Class equation, center and commutator subgroup I'm trying to determine the class equation, center and commutator subgroup of the group $G=\langle x, y\mid x^4,y^4,yxy^{-1}x\rangle$ 
First of all, I tried to determine $|G|$ directly. I could figure out $|y|=4$, but the rest didn't come... By observation I'm guessing $|x|=2$?
Any help greatly appreciated.
 A: Here, I am writing some achieved points and I hope these be useful for solveing the problem completely. Let's find the presentation of the quotient group $G/G'$: $$G/G'=\langle x,y\mid x^4=1,y^4=1,yxy^{-1}x=1,[x,y]=1\rangle$$ which is
$$G/G'=\langle x,y\mid x^4=1,y^4=1,x^2=1,[x,y]=1\rangle\\\ \cong\langle x,y\mid x^2=1,y^4=1,[x,y]=1\rangle\cong\mathbb Z_2\times\mathbb Z_4$$ Moreover if $H=\langle x\rangle$ then $|H|=4$ and as you and @Steve D remarked it is normal in the group $G$.  Now let's find the presentation of $G/H$:
$$G/H=\langle x,y\mid x^4=1,y^4=1,yxy^{-1}x=1,x=1\rangle\cong\langle x,y\mid x=1,y^4=1\rangle\cong\mathbb Z_4$$ so $G/H$ is abelian and so $G'\subseteq H$. Then:


*

*$G'=\{e\}$ and so $G\cong\mathbb Z_2\times\mathbb Z_4$ which is a contradiction.
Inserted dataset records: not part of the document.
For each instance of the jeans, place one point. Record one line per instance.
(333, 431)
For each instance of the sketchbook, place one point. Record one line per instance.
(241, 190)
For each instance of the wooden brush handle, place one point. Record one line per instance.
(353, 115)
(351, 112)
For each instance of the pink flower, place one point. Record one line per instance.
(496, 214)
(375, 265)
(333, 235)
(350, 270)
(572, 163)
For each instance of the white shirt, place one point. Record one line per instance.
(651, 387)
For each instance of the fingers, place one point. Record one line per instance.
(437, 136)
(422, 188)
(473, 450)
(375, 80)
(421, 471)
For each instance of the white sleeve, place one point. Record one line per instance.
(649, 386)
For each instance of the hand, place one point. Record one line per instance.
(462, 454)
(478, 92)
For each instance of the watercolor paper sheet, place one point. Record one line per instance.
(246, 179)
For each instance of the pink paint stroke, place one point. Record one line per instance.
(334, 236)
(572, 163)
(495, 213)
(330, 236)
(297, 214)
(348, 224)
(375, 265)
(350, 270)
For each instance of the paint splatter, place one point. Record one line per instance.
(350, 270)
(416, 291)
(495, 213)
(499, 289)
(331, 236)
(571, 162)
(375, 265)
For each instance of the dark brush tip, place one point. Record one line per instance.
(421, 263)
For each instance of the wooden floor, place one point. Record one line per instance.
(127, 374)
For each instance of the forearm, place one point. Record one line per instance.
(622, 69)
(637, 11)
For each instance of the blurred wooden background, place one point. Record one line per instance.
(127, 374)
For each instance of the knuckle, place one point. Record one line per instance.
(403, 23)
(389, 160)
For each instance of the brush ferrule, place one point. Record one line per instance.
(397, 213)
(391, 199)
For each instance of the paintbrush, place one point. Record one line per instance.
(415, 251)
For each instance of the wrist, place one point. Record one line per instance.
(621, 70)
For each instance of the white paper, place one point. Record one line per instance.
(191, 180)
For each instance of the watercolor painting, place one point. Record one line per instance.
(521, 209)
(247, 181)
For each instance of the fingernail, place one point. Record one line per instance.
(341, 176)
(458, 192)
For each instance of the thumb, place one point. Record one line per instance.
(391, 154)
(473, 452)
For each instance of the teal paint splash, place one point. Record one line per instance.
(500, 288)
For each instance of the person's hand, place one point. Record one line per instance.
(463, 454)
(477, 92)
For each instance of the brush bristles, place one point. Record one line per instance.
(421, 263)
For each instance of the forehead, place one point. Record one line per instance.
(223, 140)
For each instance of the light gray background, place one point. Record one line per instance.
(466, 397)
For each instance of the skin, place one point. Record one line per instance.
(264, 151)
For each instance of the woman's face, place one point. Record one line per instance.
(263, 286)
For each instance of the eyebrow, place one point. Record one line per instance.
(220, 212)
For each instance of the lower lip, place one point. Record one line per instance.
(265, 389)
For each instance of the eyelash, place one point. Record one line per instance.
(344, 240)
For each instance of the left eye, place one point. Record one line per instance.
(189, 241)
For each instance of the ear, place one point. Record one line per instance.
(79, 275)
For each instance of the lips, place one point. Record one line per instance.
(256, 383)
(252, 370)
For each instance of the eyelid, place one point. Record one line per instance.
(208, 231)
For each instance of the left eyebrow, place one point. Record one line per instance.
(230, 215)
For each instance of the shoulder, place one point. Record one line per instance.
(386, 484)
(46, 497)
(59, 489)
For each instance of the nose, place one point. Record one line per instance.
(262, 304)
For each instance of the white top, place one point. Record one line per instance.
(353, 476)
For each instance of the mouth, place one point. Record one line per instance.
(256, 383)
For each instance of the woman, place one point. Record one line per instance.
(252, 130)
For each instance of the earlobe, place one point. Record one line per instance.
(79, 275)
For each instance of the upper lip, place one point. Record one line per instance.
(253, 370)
*$|G'|=2$ then $G'\cong\langle x^2\rangle$

*$|G'|=4$ then $G'\cong\langle x\rangle$

A: I see that Babak Sorouh has already answered, but I propose a different solution.
I want to prove that $G=\mathbb Z_4 \rtimes_\varphi \mathbb Z_4$ where $\varphi \colon \mathbb Z_4 \to \text{Aut}(\mathbb Z_4)$ is the homomorphism sending the generator of $\mathbb Z_4$ in the inverse homomorphism (i.e. the map $x \to -x$).
First of all remember that a presentation denote a group which is the biggest quotient of the free group on the generators, meaning that for every every group $\tilde G$ having two generators which satisfy the relations there's a unique homomorphism $G \to \tilde G$ which preserve generators.
Clearly $\mathbb Z_4 \rtimes_\varphi \mathbb Z_4$ satisfies the relations: indeed is generated by the elements $(1,0)=x$ and $(0,1)=y$, which have both order $4$ and $(0,1)(1,0)(0,-1)=(-1,0)$ which is exactly the relation $yxy^{-1}=x^{-1} \iff yxy^{-1}x=\text{id}$. 
Given every other group $\tilde G$ generate by two elements $x,y \in \tilde G$ such that $x^4=y^4=\text{id}$ and $yxy^{-1}=x^{-1}$ in this group we have:


*

*two subgroups $H=\langle x \rangle$ and $K=\langle y \rangle$;

*$H$ is normal by the last of the relations, and so $$HK=\{ hk| h \in H,\ k \in K\}=KH=\{kh|k \in K,\ h \in H\}$$

*from what just said it follows that $\tilde G = HK = \{x^iy^j|i,j=0,\dots,3\}$.
So we can consider the map $f \colon \mathbb Z_4 \rtimes_\varphi \mathbb Z_4 \to \tilde G$ which sends every pair $(n,m)$ in $f(n,m)=x^ny^m$, which is surjective. A simple calculation (using the relations) shows that 
$$f((n,m)(n',m'))=f(n+(-1)^m n',m+m') = x^{n+(-1)^mn'}y^{m+m'} = x^ny^{m}x^{(-1)^{2m}n'}y^{-m}y^{m+m'}$$
which become
$$x^ny^mx^{n'}y^{m'}=f(n,m)f(n',m')$$
So $f$ is an homomorphism, and clearly is the unique such that $f(1,0)=x$ and $f(0,1)=y$.
So $G$ is indeed $\mathbb Z_4 \rtimes_\varphi \mathbb Z_4$ at this point I hope you'll find easy to calculate the center, the commutator subgroup and the class equation. 
Anyway if there's any trouble feel free to ask.